- Born: Macomb, Illinois
- Occupations: Author Radio executive

= Joe Garner (author) =

Joe Garner is a former radio executive (Westwood One Radio Networks), American author, and keynote speaker who resides in Los Angeles.

== Career ==
Garner spent twenty years working in the radio industry, over ten of those years of which he was employed as an executive with the Westwood One radio network. He contributed to the creation and production of numerous audiobooks for Simon & Schuster. He presides over an entertainment production company, Joe Garner Enterprises, in Los Angeles.

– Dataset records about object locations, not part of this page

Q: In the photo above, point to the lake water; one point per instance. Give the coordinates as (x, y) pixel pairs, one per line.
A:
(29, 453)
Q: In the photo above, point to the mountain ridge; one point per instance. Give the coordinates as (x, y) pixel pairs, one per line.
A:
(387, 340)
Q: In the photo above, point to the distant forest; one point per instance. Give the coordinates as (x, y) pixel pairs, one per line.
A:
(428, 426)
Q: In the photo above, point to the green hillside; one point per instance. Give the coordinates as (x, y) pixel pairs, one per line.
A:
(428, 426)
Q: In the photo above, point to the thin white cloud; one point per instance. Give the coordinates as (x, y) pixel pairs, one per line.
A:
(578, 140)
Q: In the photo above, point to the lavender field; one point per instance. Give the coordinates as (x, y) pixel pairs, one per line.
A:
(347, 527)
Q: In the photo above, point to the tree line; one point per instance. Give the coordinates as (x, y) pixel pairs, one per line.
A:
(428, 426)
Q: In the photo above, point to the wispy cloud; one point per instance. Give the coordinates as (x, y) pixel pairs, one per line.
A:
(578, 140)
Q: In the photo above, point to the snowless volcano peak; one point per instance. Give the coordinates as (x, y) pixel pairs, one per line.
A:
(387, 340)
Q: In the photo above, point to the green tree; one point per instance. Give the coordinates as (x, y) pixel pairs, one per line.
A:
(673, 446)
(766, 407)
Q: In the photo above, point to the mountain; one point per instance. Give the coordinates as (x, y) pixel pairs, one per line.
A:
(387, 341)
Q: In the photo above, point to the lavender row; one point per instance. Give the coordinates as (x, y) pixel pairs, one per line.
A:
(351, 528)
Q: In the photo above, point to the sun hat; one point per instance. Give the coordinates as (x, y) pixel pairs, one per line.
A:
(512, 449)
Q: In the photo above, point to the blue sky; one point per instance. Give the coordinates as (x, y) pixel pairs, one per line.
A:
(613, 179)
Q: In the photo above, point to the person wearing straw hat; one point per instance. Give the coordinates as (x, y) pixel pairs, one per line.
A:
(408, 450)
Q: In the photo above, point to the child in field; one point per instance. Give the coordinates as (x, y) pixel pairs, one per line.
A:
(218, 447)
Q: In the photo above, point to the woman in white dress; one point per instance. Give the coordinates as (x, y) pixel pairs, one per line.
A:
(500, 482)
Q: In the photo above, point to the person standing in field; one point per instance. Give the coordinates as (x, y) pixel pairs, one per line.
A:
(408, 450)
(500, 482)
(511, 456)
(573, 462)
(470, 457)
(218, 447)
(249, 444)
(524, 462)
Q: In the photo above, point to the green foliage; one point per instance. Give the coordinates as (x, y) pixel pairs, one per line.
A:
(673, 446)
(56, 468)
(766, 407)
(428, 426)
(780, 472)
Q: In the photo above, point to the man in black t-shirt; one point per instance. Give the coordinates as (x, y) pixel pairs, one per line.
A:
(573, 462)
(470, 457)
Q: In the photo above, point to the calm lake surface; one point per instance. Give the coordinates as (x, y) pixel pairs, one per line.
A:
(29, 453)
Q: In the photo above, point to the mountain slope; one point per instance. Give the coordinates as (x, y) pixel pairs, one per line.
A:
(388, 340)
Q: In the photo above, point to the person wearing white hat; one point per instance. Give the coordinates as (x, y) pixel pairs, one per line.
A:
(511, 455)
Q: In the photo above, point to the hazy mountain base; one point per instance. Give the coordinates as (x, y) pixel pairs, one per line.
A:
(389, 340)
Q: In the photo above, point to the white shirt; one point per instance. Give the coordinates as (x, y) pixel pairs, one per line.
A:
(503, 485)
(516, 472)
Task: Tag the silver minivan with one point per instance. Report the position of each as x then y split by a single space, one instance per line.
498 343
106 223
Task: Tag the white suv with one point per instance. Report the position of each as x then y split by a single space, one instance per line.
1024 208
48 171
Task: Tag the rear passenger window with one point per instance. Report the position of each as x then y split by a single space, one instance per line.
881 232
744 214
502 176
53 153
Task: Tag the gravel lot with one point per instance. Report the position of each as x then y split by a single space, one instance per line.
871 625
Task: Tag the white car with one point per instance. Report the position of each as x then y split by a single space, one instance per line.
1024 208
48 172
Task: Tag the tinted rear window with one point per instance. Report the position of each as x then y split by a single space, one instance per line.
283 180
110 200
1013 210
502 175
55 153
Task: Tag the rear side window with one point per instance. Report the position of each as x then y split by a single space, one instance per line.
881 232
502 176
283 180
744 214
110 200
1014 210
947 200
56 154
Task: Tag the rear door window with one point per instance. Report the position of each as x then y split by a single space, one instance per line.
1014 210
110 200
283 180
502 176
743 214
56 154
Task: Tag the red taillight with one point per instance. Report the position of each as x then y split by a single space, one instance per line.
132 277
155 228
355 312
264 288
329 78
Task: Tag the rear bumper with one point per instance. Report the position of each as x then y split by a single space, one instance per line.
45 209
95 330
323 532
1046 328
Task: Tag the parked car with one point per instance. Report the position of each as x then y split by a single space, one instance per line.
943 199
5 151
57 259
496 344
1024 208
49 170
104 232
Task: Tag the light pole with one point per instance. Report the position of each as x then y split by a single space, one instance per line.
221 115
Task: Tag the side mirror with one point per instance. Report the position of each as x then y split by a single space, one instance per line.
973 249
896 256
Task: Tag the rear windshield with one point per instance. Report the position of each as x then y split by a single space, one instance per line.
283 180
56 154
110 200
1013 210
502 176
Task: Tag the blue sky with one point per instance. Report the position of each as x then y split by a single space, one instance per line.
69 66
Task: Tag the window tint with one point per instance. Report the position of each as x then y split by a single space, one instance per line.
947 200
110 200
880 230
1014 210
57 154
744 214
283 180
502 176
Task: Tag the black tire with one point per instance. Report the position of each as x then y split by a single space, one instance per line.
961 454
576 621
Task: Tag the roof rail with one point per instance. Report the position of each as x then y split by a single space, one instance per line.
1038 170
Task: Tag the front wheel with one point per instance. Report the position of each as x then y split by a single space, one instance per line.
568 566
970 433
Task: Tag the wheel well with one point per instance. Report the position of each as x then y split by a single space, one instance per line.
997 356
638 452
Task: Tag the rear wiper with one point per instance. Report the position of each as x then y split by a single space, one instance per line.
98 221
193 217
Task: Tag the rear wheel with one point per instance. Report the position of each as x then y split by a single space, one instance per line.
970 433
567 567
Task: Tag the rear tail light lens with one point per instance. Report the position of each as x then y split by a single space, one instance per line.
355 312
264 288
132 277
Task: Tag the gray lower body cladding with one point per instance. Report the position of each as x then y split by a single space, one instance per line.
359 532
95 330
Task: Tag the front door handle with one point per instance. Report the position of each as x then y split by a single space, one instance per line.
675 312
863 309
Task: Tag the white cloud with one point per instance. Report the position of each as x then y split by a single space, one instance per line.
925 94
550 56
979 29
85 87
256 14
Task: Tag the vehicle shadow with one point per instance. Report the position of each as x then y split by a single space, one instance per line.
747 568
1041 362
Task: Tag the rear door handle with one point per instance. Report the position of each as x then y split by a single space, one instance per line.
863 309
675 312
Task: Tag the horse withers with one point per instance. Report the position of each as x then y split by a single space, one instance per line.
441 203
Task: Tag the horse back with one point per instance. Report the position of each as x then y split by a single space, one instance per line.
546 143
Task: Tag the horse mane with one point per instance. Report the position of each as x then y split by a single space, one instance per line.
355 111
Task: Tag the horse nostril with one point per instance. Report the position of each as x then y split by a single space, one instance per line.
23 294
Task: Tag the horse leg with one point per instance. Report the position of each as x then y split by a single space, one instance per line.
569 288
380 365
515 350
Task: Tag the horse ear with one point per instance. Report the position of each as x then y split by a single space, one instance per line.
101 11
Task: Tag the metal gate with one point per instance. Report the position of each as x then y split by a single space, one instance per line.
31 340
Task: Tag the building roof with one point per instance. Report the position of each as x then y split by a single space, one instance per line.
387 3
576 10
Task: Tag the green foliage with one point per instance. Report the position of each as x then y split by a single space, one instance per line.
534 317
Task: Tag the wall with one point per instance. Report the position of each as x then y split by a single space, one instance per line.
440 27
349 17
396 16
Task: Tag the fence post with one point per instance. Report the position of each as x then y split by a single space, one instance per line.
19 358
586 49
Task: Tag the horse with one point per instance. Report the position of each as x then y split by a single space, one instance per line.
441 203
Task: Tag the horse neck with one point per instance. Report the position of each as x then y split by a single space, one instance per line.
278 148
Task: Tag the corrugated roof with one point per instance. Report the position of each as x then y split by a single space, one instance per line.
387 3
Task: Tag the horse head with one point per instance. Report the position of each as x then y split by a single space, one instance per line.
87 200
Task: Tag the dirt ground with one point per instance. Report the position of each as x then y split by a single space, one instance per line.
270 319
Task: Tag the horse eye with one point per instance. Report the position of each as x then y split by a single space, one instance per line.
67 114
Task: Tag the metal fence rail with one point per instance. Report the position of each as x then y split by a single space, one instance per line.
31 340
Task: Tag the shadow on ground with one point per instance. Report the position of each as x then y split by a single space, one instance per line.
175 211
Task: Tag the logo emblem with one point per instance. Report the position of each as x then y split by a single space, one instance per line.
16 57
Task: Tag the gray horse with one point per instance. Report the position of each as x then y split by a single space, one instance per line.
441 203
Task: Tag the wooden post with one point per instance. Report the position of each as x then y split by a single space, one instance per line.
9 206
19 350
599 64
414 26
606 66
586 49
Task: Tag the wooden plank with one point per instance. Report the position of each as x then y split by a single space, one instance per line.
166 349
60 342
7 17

Garner has become an author of historical books, both traditional and multimedia. With his book We Interrupt This Broadcast, he combined storytelling and history describe landmark events. His pairing of broadcast audio with photographs and the written word attained the New York Times Bestseller List in two consecutive years. A 10th anniversary, fourth edition featuring new stories and a new Afterword from NBC's Brian Williams, was released in October 2008. He has documented events in sports with And the Crowd Goes Wild (1999) and And the Fans Roared (2000). He chronicled Notre Dame's football history with Echoes of Notre Dame Football: Great and Memorable Moments of the Fighting Irish (2001). Garner compiled television history in Stay Tuned: Television’s Unforgettable Moments (2002). He has honored Hollywood films with Now Showing: Unforgettable Moments From the Movies (2003); has chronicled the history of 20th century comedy with Made You Laugh: The Funniest Moments in Comedy (2004); and captured the milestone moments in NASCAR history in Speed, Guts & Glory (2007). 100 Yards of Glory, is a book and video documentary about NFL history, his fourth publication with Bob Costas, published by Houghton Mifflin Harcourt. It became a New York Times and USA Today bestseller in January 2012. His most recent work written in collaboration with Michael Ashley was released October 23, 2018 titled It's Saturday Morning!: Celebrating the Golden Era of Cartoons 1960s-1990s (2018) detailing the Saturday Morning cartoons many of us grew up with through the 60's, 70's, 80's and 90's.

In addition to Costas, Garner has collaborated with Dustin Hoffman, Bill Kurtis, Carl and Rob Reiner, Regis Philbin, NASCAR champion Jeff Gordon, Dick Van Dyke, Walter Cronkite, and NBC anchor Brian Williams.